Re: [DISCUSSION] proposed mctl() API

Matthew Wilcox <willy@xxxxxxxxxxxxx> · Tue, 10 Jun 2025 17:26:31 +0100

On Tue, Jun 10, 2025 at 05:00:47PM +0100, Usama Arif wrote:
> On 10/06/2025 16:46, Matthew Wilcox wrote:
> > On Tue, Jun 10, 2025 at 04:30:43PM +0100, Usama Arif wrote:
> >> If we have 2 workloads on the same server, For e.g. one is database where THPs 
> >> just dont do well, but the other one is AI where THPs do really well. How
> >> will the kernel monitor that the database workload is performing worse
> >> and the AI one isnt?
> > 
> > It can monitor the allocation/access patterns and see who's getting
> > the benefit.  The two workloads are in competition for memory, and
> > we can tell which pages are hot and which cold.
> > 
> > And I don't believe it's a binary anyway.  I bet there are some
> > allocations where the database benefits from having THPs (I mean, I know
> > a database which invented the entire hugetlbfs subsystem so it could
> > use PMD entries and avoid one layer of TLB misses!)
> > 
> 
> Sure, but this is just an example. Workload owners are not going to spend time
> trying to see how each allocation works and if its hot, they put it in hugetlbfs.
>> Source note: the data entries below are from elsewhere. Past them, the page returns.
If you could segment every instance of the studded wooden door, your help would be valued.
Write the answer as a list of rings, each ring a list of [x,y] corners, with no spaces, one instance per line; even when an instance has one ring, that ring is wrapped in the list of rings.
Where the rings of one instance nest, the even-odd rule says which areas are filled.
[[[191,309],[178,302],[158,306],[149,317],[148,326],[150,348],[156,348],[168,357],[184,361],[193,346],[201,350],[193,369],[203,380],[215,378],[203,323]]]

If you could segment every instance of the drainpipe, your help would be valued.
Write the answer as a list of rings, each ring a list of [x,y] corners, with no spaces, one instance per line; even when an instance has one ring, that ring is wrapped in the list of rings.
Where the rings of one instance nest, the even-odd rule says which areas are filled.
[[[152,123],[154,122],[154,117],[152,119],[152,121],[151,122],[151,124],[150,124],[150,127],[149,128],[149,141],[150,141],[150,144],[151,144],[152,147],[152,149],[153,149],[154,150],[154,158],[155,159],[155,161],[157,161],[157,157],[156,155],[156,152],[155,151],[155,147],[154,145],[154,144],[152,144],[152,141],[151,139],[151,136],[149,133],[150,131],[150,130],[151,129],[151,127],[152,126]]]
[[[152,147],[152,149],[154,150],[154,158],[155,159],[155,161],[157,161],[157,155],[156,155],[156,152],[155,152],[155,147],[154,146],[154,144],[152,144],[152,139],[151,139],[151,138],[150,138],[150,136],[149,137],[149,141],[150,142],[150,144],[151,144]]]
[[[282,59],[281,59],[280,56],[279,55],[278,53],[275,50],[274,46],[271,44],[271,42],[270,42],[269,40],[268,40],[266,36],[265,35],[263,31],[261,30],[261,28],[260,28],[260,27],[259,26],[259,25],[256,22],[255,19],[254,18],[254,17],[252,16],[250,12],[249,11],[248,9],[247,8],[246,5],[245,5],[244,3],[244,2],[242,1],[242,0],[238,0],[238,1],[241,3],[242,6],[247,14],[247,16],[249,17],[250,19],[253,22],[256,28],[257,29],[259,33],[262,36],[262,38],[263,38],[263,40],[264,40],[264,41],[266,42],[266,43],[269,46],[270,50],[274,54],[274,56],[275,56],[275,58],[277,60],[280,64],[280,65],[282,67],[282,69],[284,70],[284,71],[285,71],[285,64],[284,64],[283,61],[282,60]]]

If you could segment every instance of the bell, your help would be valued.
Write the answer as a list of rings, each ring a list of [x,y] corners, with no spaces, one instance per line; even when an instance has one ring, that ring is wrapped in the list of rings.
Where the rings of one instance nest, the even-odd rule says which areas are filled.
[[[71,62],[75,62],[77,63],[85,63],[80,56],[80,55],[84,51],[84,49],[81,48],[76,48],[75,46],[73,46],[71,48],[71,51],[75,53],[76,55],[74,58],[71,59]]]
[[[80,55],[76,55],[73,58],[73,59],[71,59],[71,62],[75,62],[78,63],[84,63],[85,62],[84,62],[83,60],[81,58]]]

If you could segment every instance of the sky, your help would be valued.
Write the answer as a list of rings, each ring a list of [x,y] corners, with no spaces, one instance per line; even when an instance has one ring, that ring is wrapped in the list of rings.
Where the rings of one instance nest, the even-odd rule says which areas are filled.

No, they're not.  It should be automatic.  There are many deficiencies
in the kernel; this is one of them.

> Ofcourse hugetlbfs has its own drawbacks of reserving pages.

Drawback or advantage?  It's a feature.  You're being very strange about
this.  First you want to reserve THPs for some workloads only, then when
given a way to do that you complain that ... you have to reserve hugetlb
pages.  You can't possibly mean both of these things sincerely.